Source: Marketwatch
San Francisco— Gold futures touched their highest level in more than three weeks Tuesday morning then eased back from the day's high while silver prices edged lower ahead of the outcome of a Federal Reserve policymaking meeting.
Gold for June delivery was last trading down 60 cents at $572 an ounce on the New York Mercantile Exchange after climbing as high as $575 earlier, a level not seen since March 3. April gold traded at $566.50, down 90 cents.
May silver was down 2.5 cent at $10.87 an ounce.
On Monday, gold closed at a three-week high, while silver struck a fresh 22-year high on continued excitement about the expected launch of a Barclays exchange-traded fund that would sharply increase physical demand for the metal.
Some weakness in the U.S. was another support, as the market geared up for a Fed announcement on interest rates at 2.15 p.m. Eastern today.
"The U.S. dollar is putting in a massive top and is primed and ready for a big fall," said Peter Grandich, editor of the Grandich Letter. "Such a move can only add to the many bullish factors already underpinning gold."
Meanwhile, the U.S. central bank is widely expected to raise interest rates by a quarter point, its 15th straight hike, bringing rates to 4.75%. But investors will focus most closely on the statement accompanying the decision, the first to be made under the stewardship of new chairman Ben Bernanke.
The decision is expected at 2:15 p.m.
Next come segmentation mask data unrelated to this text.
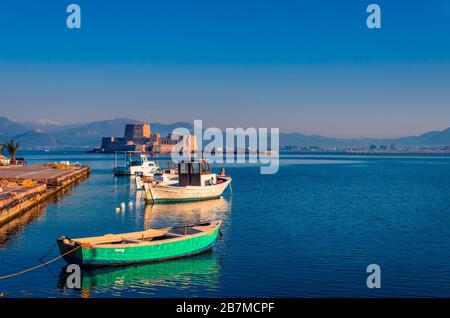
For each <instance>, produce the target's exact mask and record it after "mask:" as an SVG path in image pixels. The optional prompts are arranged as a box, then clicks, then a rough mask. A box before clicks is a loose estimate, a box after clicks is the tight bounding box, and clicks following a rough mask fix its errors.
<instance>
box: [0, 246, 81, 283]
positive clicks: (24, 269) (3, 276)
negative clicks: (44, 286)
mask: <svg viewBox="0 0 450 318" xmlns="http://www.w3.org/2000/svg"><path fill="white" fill-rule="evenodd" d="M79 248H81V245H78V246H76V247H74V248H73V249H71V250H70V251H67V252H65V253H63V254H61V255H59V256H58V257H55V258H53V259H51V260H49V261H47V262H45V263H42V264H40V265H37V266H34V267H30V268H27V269H24V270H22V271H20V272H17V273H13V274H9V275H5V276H0V280H1V279H6V278H11V277H14V276H18V275H21V274H25V273H28V272H31V271H32V270H35V269H38V268H40V267H43V266H46V265H48V264H50V263H53V262H54V261H57V260H58V259H60V258H62V257H64V256H66V255H69V254H70V253H72V252H75V251H76V250H77V249H79Z"/></svg>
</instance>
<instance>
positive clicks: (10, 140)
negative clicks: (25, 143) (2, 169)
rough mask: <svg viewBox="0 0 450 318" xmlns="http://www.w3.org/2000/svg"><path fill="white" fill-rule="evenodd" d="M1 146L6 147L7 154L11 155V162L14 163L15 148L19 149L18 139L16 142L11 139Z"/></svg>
mask: <svg viewBox="0 0 450 318" xmlns="http://www.w3.org/2000/svg"><path fill="white" fill-rule="evenodd" d="M3 147H4V148H6V150H8V152H9V155H10V156H11V158H10V162H11V164H15V163H16V153H17V150H19V147H20V141H19V142H17V143H14V141H13V140H12V139H11V140H9V141H8V142H7V143H6V144H5V145H4V146H3Z"/></svg>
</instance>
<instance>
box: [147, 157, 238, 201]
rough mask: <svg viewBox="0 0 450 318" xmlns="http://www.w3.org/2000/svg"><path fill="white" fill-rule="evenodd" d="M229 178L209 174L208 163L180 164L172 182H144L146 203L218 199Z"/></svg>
mask: <svg viewBox="0 0 450 318" xmlns="http://www.w3.org/2000/svg"><path fill="white" fill-rule="evenodd" d="M230 183H231V178H230V177H228V176H225V174H224V173H223V174H222V175H217V174H215V173H212V172H211V166H210V164H209V161H207V160H206V159H201V160H197V161H187V162H184V161H182V162H180V163H179V164H178V178H176V179H174V180H172V181H166V182H158V181H156V180H154V181H152V182H144V183H143V186H144V189H145V198H146V202H147V203H150V204H153V203H169V202H184V201H200V200H209V199H216V198H219V197H220V196H221V195H222V193H223V192H224V191H225V189H226V188H227V187H228V185H229V184H230Z"/></svg>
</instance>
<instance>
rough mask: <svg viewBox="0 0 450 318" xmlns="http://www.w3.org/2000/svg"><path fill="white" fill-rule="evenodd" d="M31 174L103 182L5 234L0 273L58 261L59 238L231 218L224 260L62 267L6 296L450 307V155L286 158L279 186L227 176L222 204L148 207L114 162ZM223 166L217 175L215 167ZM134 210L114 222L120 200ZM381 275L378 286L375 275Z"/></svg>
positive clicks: (63, 262)
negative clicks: (113, 266)
mask: <svg viewBox="0 0 450 318" xmlns="http://www.w3.org/2000/svg"><path fill="white" fill-rule="evenodd" d="M25 155H26V158H27V160H28V161H29V163H38V162H48V161H60V160H70V161H79V162H82V163H87V164H89V165H91V167H92V175H91V177H90V178H89V179H87V180H86V181H83V182H81V183H80V184H78V185H77V186H75V187H73V188H71V189H70V190H69V191H68V193H67V194H65V195H62V196H59V197H58V198H55V199H54V200H52V201H50V202H48V203H47V204H42V205H41V206H39V207H37V208H35V209H33V210H32V211H31V212H30V213H28V214H26V215H24V216H23V217H21V218H20V219H19V220H17V221H16V222H12V223H11V224H9V225H8V226H5V227H3V228H0V276H1V275H5V274H10V273H13V272H17V271H19V270H22V269H24V268H27V267H30V266H34V265H37V264H40V262H39V260H38V259H39V258H40V257H42V256H44V255H45V254H46V253H47V252H49V251H50V253H49V255H48V256H47V258H46V259H50V258H53V257H55V256H57V255H58V251H57V249H53V250H52V248H53V247H54V244H55V239H56V238H57V237H59V236H61V235H66V236H69V237H82V236H93V235H102V234H106V233H120V232H130V231H138V230H142V229H146V228H149V227H159V226H167V225H180V224H187V223H192V222H195V221H201V220H208V219H212V218H216V217H220V218H222V219H223V220H224V223H223V233H224V240H219V241H218V243H217V246H216V248H215V249H214V251H213V252H211V253H207V254H203V255H200V256H196V257H192V258H189V259H182V260H177V261H170V262H164V263H157V264H148V265H140V266H130V267H123V268H114V269H99V270H89V271H83V280H82V289H81V290H72V289H67V288H65V287H64V269H65V268H64V265H65V263H64V261H61V260H60V261H57V262H55V263H52V264H50V265H48V266H46V267H42V268H39V269H37V270H35V271H32V272H29V273H26V274H23V275H20V276H17V277H14V278H10V279H7V280H0V293H4V296H3V297H113V296H114V297H115V296H122V297H191V296H192V297H214V296H237V297H246V296H247V297H250V296H261V297H298V296H302V297H362V296H374V297H375V296H388V297H390V296H402V297H403V296H404V297H411V296H446V297H449V296H450V247H449V243H450V157H449V156H412V155H411V156H344V155H304V154H303V155H302V154H298V155H296V154H290V155H283V156H282V158H281V167H280V170H279V172H278V173H277V174H275V175H261V174H260V173H259V167H257V166H255V165H239V166H227V167H226V169H227V173H229V174H231V175H232V177H233V184H232V190H233V193H231V192H230V191H229V190H227V192H226V193H225V195H224V197H223V198H222V199H220V200H214V201H209V202H201V203H188V204H178V205H161V206H154V207H150V206H145V204H144V202H143V201H142V198H140V197H139V196H137V195H136V192H135V189H134V183H133V181H132V180H130V179H129V178H126V177H121V178H114V177H113V176H112V174H111V167H112V163H113V157H112V156H110V155H96V154H84V153H61V152H60V153H52V152H50V153H26V154H25ZM217 168H219V167H217ZM129 201H131V202H133V203H134V205H133V207H132V208H131V209H130V208H127V209H126V211H125V212H123V213H122V212H119V213H116V212H115V208H116V207H118V206H119V205H120V203H121V202H126V203H128V202H129ZM372 263H376V264H379V265H380V266H381V279H382V286H381V289H377V290H369V289H368V288H367V287H366V278H367V275H368V274H366V267H367V265H368V264H372Z"/></svg>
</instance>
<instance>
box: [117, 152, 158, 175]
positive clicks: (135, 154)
mask: <svg viewBox="0 0 450 318" xmlns="http://www.w3.org/2000/svg"><path fill="white" fill-rule="evenodd" d="M118 153H123V154H124V155H125V163H122V164H118V161H117V154H118ZM158 168H159V166H158V165H157V164H156V163H155V162H154V161H151V160H148V158H147V156H146V155H144V154H142V153H140V152H133V151H128V152H116V158H115V163H114V167H113V172H114V175H116V176H134V175H136V174H138V175H142V176H153V174H154V173H155V172H156V171H158Z"/></svg>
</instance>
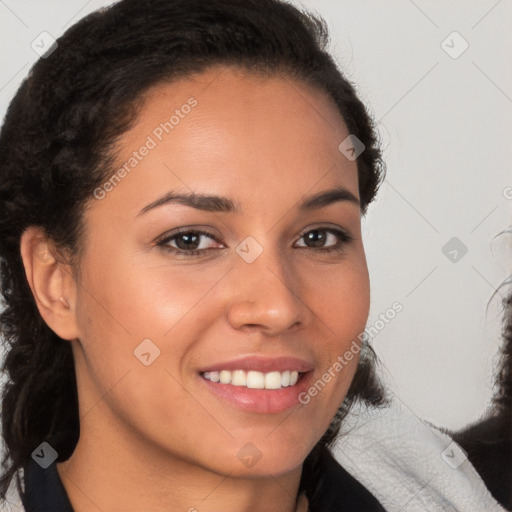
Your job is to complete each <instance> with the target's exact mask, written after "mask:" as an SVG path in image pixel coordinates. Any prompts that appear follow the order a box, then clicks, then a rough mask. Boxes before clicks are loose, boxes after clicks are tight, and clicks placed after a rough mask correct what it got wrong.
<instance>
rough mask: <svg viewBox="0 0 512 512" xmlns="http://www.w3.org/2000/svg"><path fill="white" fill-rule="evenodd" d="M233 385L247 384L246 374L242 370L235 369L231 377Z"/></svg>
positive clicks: (235, 385)
mask: <svg viewBox="0 0 512 512" xmlns="http://www.w3.org/2000/svg"><path fill="white" fill-rule="evenodd" d="M231 384H233V386H247V375H246V374H245V372H244V371H243V370H235V371H234V372H233V376H232V378H231Z"/></svg>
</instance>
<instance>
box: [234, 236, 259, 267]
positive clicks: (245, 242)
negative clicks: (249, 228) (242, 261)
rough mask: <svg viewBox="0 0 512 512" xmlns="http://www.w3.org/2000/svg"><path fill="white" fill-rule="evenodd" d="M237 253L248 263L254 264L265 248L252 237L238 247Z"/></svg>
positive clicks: (248, 238) (246, 238)
mask: <svg viewBox="0 0 512 512" xmlns="http://www.w3.org/2000/svg"><path fill="white" fill-rule="evenodd" d="M236 252H237V253H238V255H239V256H240V257H241V258H242V259H243V260H244V261H245V262H246V263H252V262H253V261H254V260H255V259H256V258H258V257H259V256H260V255H261V253H262V252H263V247H261V245H260V244H259V243H258V242H256V240H255V239H254V238H253V237H252V236H248V237H247V238H246V239H245V240H243V242H242V243H240V244H239V245H238V246H237V248H236Z"/></svg>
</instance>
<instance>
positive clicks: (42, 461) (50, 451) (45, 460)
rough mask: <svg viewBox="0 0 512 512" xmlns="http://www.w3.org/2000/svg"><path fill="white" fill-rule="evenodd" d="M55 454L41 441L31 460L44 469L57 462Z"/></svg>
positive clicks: (50, 448)
mask: <svg viewBox="0 0 512 512" xmlns="http://www.w3.org/2000/svg"><path fill="white" fill-rule="evenodd" d="M57 456H58V454H57V452H56V451H55V450H54V449H53V448H52V446H51V445H50V444H48V443H47V442H46V441H43V442H42V443H41V444H40V445H39V446H38V447H37V448H36V449H35V450H34V451H33V452H32V458H33V459H34V460H35V461H36V462H37V463H38V464H39V465H40V466H41V467H42V468H43V469H46V468H47V467H48V466H50V465H51V464H52V463H53V462H55V461H56V460H57Z"/></svg>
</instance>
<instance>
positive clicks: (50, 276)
mask: <svg viewBox="0 0 512 512" xmlns="http://www.w3.org/2000/svg"><path fill="white" fill-rule="evenodd" d="M20 252H21V258H22V260H23V266H24V267H25V274H26V276H27V281H28V284H29V286H30V289H31V290H32V295H33V296H34V299H35V301H36V304H37V308H38V310H39V313H40V314H41V316H42V318H43V320H44V321H45V322H46V324H47V325H48V327H49V328H50V329H51V330H52V331H53V332H54V333H55V334H57V336H59V337H60V338H62V339H65V340H73V339H77V338H78V328H77V322H76V316H75V311H76V283H75V280H74V278H73V274H72V272H71V267H70V265H69V264H68V263H65V262H64V261H61V260H63V258H62V257H59V251H58V250H57V248H56V246H55V244H54V243H53V242H52V241H51V240H49V239H48V237H47V236H46V234H45V233H44V231H43V229H42V228H39V227H36V226H30V227H29V228H27V229H26V230H25V231H24V233H23V234H22V236H21V241H20Z"/></svg>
Eastern time, after trading in the metals-futures market ends.
"The outcome of the meeting and the ensuing statement will have a significant influence on the financial markets, including gold and other commodities, as analysts and investors alike are desperately searching for signs of a pause or end to the current interest rate policy campaign, of which a break would be highly supportive," said analysts at Standard Bank.
Any hint that the rate cycle is approaching an end would hurt the dollar, which in turn would support gold, analysts said. The dollar was higher against the yen but lower against the euro in early trade. See currencies story.
Jon Nadler, an investment products analyst at bullion dealers Kitco.com, sees the Fed decision "as a moot point."
If the Fed raises the interest rate, "the market has not only digested that reality a priori, but it could be seen as a sign that they are really trying to attract and retain foreign investment (from our creditor nation friends)," he said.
And if the Fed stops or signals that the "cycle" of interest-rate hikes are over "then of course traders will fell more encouraged to take gold back over the $572 level once more and make a run for the $600 mark once and for all," he said.
"So, this one is looking more like a win-win for gold quite possibly," said Nadler.
Elsewhere in the metals market Tuesday, April platinum tacked on $5.50 to $1,074 an ounce while June palladium fell 80 cents to $342 an ounce. May copper added 0.2 cent to trade at $2.432 a pound.
On the supply side, inventories of copper fell 630 short tons to 27,474 short tons as of late Monday, according to Nymex.
Gold stocks were unchanged at 7.53 million troy ounces, while silver supplies rose 276,197 troy ounces to 125.3 million troy ounces.